ONJava.com -- The Independent Source for Enterprise Java
oreilly.comSafari Books Online.Conferences.


AddThis Social Bookmark Button

Detecting Duplicate Code with PMD's CPD

by Tom Copeland

The Problem of Duplicated Code

A program with a lot of duplicated code is headed for trouble. Duplicated code means that bugs can appear in several places. It means longer compilation times and bigger binaries. It means major pain for whoever has to go through the program and make changes. Fortunately, there's a little open source utility called CPD--the copy/paste detector--that finds duplicate Java code for you.

How It Happens

It's a rare programmer who would assert that duplicated code is good, so why does it crop up in so many places?

  1. When people get in a hurry, they copy and paste rather than refactor code into methods. It's easy to get into the mindset of duplicating code rather than taking the time to a) move it into a method, b) add a parameter to the method, c) update the original code to use the new method, and d) test the original code. It seems so much easier simply to Ctrl-C/Ctrl-V that code into your function and move ahead. This produces a short-term gain, but a long-term loss, when you consider that any bugs in that first clump of code are now in the new code. Since it's usually the complicated bits of code that are copied and pasted, they're more likely to contain bugs.

  2. When two projects merge, sometimes the programmers have written the same code. This is especially true if both use servlets, JavaMail, or another common API. Both project teams will have written very similar utilities to parse parameters out of the HttpServletRequest, to resolve EJBs, or to build SQL statements. This results in programmars being hesitant to touch another's code since "Bill uses that weird mungeQuotedSQLString method."

  3. 0
  4. In large projects, over time, people forget what's already been written. Maybe they just don't know that other people are working on similar code. This is especially true if there's high turnover. I've fallen prey to this myself; I've written nifty little EJB utilities and then poked around the com.mycompany.util package tree a bit more only to find something similar. This sort of duplication can be reduced by good communication, but sometimes we all forget what's out there.

How To Fix It

We've discussed duplicated code, why it's bad, and how it gets into a project. Now that we know the evil, how do we root it out?

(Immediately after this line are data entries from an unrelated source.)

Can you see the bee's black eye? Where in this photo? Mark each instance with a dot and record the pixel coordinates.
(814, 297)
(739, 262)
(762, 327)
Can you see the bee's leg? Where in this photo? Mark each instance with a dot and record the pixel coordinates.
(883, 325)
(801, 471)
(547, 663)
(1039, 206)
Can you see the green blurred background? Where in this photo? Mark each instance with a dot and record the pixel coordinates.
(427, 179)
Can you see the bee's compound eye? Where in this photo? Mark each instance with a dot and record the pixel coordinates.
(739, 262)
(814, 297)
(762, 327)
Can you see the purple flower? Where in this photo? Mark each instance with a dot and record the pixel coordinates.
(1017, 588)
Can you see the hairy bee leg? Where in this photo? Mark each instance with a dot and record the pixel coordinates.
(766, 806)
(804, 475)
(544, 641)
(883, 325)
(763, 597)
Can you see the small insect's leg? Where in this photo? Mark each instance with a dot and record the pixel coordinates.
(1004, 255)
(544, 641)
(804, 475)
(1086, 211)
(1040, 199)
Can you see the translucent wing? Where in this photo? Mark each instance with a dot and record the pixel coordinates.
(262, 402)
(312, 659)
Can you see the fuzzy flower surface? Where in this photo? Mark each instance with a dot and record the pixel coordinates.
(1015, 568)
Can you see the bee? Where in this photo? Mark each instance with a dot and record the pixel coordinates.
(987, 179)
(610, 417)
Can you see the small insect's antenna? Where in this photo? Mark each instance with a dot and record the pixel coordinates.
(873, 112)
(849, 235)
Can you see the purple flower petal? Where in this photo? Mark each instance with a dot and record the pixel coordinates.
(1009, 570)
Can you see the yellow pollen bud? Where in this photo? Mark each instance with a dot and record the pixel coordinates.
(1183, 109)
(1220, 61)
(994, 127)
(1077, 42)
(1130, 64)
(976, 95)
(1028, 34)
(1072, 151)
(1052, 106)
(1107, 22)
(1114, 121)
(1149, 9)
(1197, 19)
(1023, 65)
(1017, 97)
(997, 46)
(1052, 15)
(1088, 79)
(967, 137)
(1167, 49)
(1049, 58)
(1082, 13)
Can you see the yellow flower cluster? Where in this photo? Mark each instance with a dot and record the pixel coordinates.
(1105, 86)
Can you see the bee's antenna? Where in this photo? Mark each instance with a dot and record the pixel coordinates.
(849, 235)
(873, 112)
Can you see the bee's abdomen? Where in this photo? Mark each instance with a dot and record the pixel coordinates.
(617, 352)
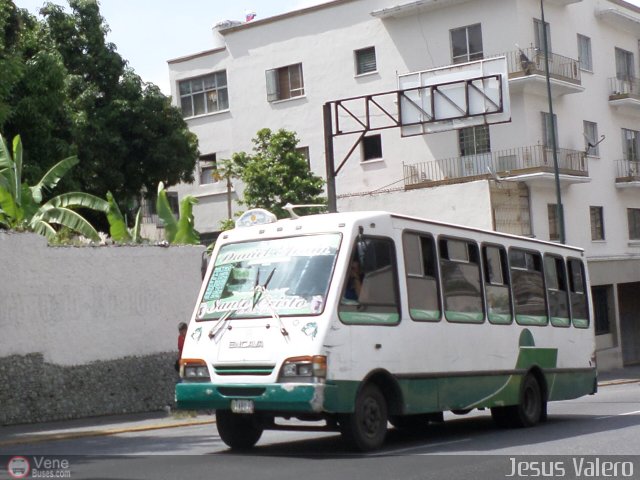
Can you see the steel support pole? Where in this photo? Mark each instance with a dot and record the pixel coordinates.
(554, 140)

  1. Manual inspection is not the best answer. This is especially true on a large source tree, where no one person can continually scan the code for duplication. An active codebase, where people make daily changes to many different classes, is even harder. Pair programming improves the situation by increasing communication between programmers, but duplicate code can still grow over time. Even keeping a list of duplicates may not work: they'll probably be forgotten before anyone gets around to cleaning them up.

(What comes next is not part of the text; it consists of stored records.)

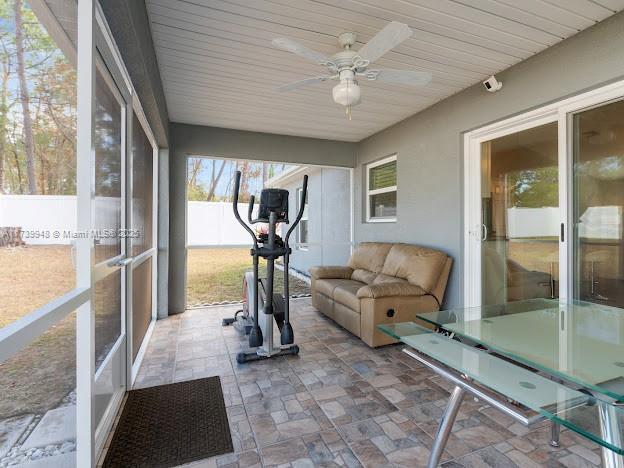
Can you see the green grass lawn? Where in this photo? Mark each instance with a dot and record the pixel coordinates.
(39, 376)
(215, 275)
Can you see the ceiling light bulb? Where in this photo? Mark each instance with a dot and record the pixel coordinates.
(347, 93)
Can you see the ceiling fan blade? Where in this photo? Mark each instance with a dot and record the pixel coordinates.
(300, 83)
(407, 77)
(292, 46)
(388, 38)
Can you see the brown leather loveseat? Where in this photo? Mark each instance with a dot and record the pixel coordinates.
(383, 283)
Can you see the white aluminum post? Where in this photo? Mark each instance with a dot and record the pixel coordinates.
(85, 187)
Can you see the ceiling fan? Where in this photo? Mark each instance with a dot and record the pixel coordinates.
(348, 64)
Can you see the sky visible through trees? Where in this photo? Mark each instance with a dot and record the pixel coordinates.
(213, 179)
(37, 107)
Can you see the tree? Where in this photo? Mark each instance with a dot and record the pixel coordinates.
(29, 145)
(6, 63)
(214, 182)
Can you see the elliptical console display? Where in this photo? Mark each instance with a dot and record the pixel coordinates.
(258, 292)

  2. Let the computer do the tedious work. It would be useful to have a tool that could trawl through a source tree and find duplicated chunks of code. You could run this tool nightly on a server or a powerful workstation and have a report mailed to you each morning or placed on an internal web server.

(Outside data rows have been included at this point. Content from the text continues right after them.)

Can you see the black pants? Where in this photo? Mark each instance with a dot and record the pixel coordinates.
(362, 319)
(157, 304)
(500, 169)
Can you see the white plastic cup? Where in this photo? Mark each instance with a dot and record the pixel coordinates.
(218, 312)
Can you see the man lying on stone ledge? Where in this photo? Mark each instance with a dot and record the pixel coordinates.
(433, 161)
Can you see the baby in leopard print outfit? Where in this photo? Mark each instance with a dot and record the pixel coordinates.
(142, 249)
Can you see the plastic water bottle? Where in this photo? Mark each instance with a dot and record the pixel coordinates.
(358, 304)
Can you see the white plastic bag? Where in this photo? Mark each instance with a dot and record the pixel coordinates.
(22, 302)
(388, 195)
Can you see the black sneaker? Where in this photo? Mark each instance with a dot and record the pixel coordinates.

You saw it coming--yup, CPD, the Copy/Paste Detector, is such a tool. CPD is a utility that finds duplicated code in Java programs. It's bundled with PMD, and you can also can run it via Java Web Start from here. For a sample of the sort of thing CPD can unearth, here are some duplicates it found in the JDK 1.4 source code. Yikes!

Installing CPD

Simply download the latest binary release of PMD and unzip it into any directory. If you already have PMD installed somewhere on your system, you're all set.

Running CPD

Run the pmd/etc/cpdgui.bat script and you'll see CPD's main GUI (Figure 1). Select a source directory, click "Go," and CPD will start analyzing your code.

Figure 1: The main CPD GUI

Note that you can also run CPD from a command prompt. It's usuable in scripts, and runs much faster, since it's just crunching data and not updating a GUI's JProgressBars. To do this, you need to specify a tile size--that is, the minimum size of a duplicated chunk of code--and a directory tree to analyze. Here's an example of running CPD from a command prompt:

$ java -cp pmd-1.03.jar net.sourceforge.pmd.cpd.CPD 100 \

Be warned: CPD is very, very slow. Analyzing the popular Ant project's 46,400 lines of source code took nearly two hours to process on a 1GHz Pentium III. It also pegged the CPU the entire time. So you may want to kick it off right before you leave work, or run it on a small set of files--a single package, maybe, or a small project.

How It Works

CPD follows a couple of steps to find duplicate chunks of code: it tokenizes the source code, it builds an occurrence table, and it scans the table for duplicates. It sounds simple, so let's follow a source code fragment through the duplication detection process. Here's the code snippet:


The first step is to tokenize each source code file. CPD does this by piggybacking on PMD's JavaCC-generated tokenizer. The tokenizer reads each file and converts the characters into tokens. For example, System.out.println produces five separate tokens: System, ., out, ., and println. Along the way, the tokenizer discards whitespace and some other unneeded tokens like import statements, package statements, and semicolons. This reduces the number of tokens that need to be scanned, and it gets rid of uninteresting duplicate chunks like duplicate sequences of import statements. Our source code snippet is now tokenized and looks like this:

System . out . println ( " Hello " ) System . out . println ( " World " )

CPD next builds an occurrence table; that is, a list of tokens and their locations. This is something like a frequency table, but with more detail--instead of just how many times each token occurs, CPD also needs to track where each token occurs. For example, the token println might occur in several hundred places in a set of source code files. Here's the occurrence table for our code:

Tile Occurrences
System1, 11
.2, 4, 12, 14
out3, 13
println5, 15
(6, 16
"8, 10, 18, 20
)9, 21

Note that there's only one row for tokens that occur in several places. For example, the println token appears twice in the original code sample, but only once in the occurrence table.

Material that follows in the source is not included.